“I’ve turned my great idea into a business, but how do I get people to notice it?”
It’s a problem that startups in Australia grapple with every day. A fully-fledged advertising campaign is usually far too expensive for entrepreneurs who have started their business on a shoestring.
More often than not, the answer is public relations. At its core, PR is a conduit for communication between a brand and its customers, or potential customers. For bootstrapped companies, it’s cheaper than advertising and more effective at making people take notice of your great work.

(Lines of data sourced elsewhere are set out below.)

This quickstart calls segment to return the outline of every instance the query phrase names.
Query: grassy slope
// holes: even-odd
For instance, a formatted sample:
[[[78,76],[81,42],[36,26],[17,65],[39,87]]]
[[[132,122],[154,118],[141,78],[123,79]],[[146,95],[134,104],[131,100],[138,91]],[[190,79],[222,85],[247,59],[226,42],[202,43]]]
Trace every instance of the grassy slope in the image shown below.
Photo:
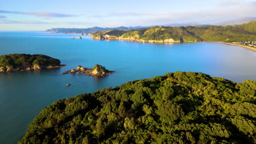
[[[231,26],[204,27],[154,27],[136,30],[109,31],[98,32],[93,38],[103,38],[109,35],[109,39],[136,37],[138,40],[164,40],[173,39],[175,41],[222,41],[226,42],[255,40],[256,22],[251,21],[241,25]],[[121,37],[120,37],[121,36]]]

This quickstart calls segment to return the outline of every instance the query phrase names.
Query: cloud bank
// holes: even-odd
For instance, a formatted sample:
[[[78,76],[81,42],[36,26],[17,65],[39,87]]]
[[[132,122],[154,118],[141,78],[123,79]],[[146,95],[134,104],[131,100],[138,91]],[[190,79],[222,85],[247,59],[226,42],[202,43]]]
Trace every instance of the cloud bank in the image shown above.
[[[75,15],[65,14],[50,13],[50,12],[21,12],[21,11],[7,11],[7,10],[0,10],[0,13],[35,15],[37,16],[45,17],[66,17],[77,16],[77,15]]]

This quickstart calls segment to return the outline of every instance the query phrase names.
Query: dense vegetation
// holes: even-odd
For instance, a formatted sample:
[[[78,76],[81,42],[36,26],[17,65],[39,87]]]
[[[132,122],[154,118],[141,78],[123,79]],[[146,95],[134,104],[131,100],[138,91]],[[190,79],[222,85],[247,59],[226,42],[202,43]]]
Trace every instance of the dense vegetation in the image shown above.
[[[119,31],[97,32],[94,38],[133,39],[138,41],[164,40],[176,41],[222,41],[226,42],[256,40],[256,22],[251,21],[238,26],[203,27],[154,27],[126,31],[121,36]],[[104,35],[110,35],[110,38]]]
[[[45,31],[45,32],[50,33],[94,33],[97,31],[109,31],[109,30],[130,30],[139,28],[142,27],[107,27],[102,28],[94,27],[88,28],[54,28]]]
[[[60,60],[43,55],[10,54],[0,56],[0,67],[10,66],[14,68],[33,65],[55,66],[60,65]]]
[[[59,100],[21,143],[255,143],[256,81],[176,72]]]

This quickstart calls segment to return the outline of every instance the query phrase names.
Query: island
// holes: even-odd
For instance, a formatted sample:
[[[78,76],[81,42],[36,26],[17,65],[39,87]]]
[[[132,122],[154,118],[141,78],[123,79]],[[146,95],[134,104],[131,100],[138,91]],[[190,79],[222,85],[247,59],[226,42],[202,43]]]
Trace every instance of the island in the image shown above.
[[[73,34],[73,33],[80,33],[84,34],[86,33],[86,35],[91,35],[96,33],[97,31],[108,31],[108,30],[130,30],[134,29],[139,28],[142,28],[144,27],[137,26],[137,27],[94,27],[91,28],[54,28],[50,29],[47,29],[44,31],[46,33],[68,33],[68,34]],[[81,34],[82,35],[82,34]]]
[[[0,56],[0,73],[59,68],[58,59],[43,55],[10,54]]]
[[[106,69],[105,67],[96,64],[93,68],[86,68],[81,65],[78,65],[77,69],[67,70],[63,73],[62,75],[68,73],[75,74],[77,72],[78,72],[78,74],[84,74],[87,75],[102,76],[107,75],[110,75],[114,71],[108,70]]]
[[[173,43],[197,41],[255,41],[256,22],[227,26],[153,27],[129,31],[110,30],[95,33],[92,38],[141,43]]]
[[[255,143],[256,81],[176,72],[60,99],[18,142]]]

For many startups it’s important to hire a PR agency for that initial big bang launch, especially if the idea is disruptive and will cause some shockwaves in the industry you are entering. You want to maximise the launch, and have thousands streaming to your website, store, or service on day one. An effective and targeted PR campaign can create that buzz and demand, but don’t be scared to try and go it alone in the early days. There are some instances where you don’t need to go out looking for an agency to do it for you.

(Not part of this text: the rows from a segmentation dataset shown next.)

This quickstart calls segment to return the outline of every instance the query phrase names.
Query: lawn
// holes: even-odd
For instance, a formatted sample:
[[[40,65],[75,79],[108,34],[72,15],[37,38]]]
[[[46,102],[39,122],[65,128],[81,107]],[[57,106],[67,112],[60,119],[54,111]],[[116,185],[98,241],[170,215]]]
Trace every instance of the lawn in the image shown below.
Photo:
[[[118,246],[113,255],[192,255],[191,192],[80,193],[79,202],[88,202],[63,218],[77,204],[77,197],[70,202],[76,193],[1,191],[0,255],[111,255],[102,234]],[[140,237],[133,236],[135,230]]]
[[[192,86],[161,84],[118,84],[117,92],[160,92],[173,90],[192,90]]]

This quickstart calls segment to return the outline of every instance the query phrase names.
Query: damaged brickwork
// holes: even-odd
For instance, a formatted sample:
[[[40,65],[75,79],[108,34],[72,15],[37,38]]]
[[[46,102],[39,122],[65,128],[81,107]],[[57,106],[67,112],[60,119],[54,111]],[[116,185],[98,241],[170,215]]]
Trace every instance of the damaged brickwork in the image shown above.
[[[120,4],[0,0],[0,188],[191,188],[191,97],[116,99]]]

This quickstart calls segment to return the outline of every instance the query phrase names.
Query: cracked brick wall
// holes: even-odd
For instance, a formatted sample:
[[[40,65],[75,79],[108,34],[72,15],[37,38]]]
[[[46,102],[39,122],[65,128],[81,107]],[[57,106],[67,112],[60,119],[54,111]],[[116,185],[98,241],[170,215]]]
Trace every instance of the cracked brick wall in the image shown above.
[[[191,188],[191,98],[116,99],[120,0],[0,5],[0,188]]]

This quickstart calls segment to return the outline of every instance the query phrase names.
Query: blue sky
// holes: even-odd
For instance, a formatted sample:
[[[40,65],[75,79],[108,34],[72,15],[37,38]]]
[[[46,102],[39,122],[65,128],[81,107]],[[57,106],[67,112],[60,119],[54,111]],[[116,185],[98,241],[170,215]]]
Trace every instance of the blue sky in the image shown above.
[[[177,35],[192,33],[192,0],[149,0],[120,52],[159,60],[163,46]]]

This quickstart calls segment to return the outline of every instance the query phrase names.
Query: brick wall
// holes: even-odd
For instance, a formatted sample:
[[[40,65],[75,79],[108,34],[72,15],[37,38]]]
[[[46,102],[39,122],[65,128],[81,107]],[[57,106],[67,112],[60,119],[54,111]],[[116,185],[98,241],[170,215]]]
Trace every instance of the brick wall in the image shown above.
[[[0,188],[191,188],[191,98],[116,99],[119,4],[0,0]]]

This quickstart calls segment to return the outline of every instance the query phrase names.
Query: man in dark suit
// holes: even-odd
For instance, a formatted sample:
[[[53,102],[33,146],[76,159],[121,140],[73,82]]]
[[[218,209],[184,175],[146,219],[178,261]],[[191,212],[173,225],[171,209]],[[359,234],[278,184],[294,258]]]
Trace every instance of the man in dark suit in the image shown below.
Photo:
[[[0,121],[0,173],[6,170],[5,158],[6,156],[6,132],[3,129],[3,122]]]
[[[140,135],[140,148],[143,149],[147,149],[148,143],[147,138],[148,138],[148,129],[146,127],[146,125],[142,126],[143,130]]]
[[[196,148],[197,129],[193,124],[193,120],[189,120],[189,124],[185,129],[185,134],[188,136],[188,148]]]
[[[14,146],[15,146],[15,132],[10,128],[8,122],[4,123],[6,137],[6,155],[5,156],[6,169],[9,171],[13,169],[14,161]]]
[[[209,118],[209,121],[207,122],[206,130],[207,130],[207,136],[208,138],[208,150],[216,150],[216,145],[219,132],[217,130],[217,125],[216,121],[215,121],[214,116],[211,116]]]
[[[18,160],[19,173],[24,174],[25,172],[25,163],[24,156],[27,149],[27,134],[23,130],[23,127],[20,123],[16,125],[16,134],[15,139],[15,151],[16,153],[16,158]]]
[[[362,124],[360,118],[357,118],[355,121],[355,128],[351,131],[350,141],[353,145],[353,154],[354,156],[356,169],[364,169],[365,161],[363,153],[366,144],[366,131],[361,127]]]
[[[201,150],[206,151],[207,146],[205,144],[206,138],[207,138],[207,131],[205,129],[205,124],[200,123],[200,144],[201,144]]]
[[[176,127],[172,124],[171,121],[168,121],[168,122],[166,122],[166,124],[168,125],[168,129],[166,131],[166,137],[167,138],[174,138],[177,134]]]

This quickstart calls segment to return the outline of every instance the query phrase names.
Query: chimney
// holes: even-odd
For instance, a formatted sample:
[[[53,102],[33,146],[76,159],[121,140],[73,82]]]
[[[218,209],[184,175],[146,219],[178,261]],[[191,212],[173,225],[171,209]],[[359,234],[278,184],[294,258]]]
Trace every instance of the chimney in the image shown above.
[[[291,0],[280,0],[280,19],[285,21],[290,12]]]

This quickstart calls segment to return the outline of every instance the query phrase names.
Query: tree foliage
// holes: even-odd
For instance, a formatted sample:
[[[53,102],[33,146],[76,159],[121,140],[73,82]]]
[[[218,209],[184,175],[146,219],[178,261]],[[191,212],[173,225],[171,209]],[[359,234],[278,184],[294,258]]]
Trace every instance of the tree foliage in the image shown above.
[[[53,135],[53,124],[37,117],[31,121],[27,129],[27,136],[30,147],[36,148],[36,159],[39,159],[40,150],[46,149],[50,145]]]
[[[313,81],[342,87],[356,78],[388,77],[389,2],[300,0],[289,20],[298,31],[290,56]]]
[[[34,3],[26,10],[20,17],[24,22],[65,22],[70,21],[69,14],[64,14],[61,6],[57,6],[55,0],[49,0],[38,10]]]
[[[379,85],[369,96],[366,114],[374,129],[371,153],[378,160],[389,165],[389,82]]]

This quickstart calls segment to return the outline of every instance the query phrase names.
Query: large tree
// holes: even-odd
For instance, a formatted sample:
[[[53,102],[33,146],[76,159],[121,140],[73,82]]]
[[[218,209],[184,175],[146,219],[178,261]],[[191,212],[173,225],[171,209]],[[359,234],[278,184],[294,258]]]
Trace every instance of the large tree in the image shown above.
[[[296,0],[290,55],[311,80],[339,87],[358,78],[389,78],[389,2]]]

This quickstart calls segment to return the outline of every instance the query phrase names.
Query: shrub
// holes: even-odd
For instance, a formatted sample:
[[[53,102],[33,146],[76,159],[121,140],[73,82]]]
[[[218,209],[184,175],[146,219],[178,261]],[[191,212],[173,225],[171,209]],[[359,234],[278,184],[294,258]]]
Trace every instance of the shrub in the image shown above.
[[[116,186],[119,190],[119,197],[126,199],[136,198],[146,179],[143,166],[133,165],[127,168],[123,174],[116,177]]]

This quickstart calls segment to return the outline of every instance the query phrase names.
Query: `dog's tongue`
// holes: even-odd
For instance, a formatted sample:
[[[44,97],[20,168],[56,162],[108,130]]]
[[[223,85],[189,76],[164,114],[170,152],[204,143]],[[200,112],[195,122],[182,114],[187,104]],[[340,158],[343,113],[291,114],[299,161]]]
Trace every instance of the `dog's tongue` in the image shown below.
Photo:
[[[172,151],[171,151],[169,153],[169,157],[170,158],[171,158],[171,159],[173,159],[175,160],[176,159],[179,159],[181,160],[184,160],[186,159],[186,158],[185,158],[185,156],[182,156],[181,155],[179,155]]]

The first step is to figure out your key messages. These are already lurking around, hidden in an email somewhere, in your business plan, or in your headspace. You just might not know it yet. For each conversation you have about your new business you need to have 2-3 main points you want to get across. These will vary greatly for business to business, but should always hone in on your core offering or unique proposition.
The next step is to figure out where your potential customers are. What do they read, watch, or listen to? Make a list of the top media outlets you want to be featured in. Read them, watch them, and listen to them. Make note of a few journalists that talk about the industry you operate in, and may be interested in talking about your startup. Find out their email address (many print it at the bottom of their stories now), their Twitter handle, or call the switchboard of the media outlet they work at. From here it’s not as scary as you might think. Show them how passionate you are and tell them your story. Journalists aren’t evil, they’re just people!
There are of course times when this is out of your reach. You might already be burning the midnight oil trying to get your business ready for launch day. Your idea might be so huge that hiring an agency would tell the story to many more people than you could do yourself. If you decide to outsource the PR function of your business, there are a few things to look for:
* Flexible payment structures. An agency with rigid fees and a minimum monthly retainer amount are unlikely to cater well for startups.
* Experts in social media. Facebook, Twitter, YouTube and others are becoming increasingly important ways to get your message out there.
* Experience with entrepreneurial startups. It’s a whole different ball game promoting a startup to a multi-billion dollar company that has been around for decades. Make sure the agency has experience in the right field.
Whether you go it alone, or look to an agency, the PR function is core to the successful launch of any startup. Communicating your innovation to as many people as possible will help ensure its commercial success.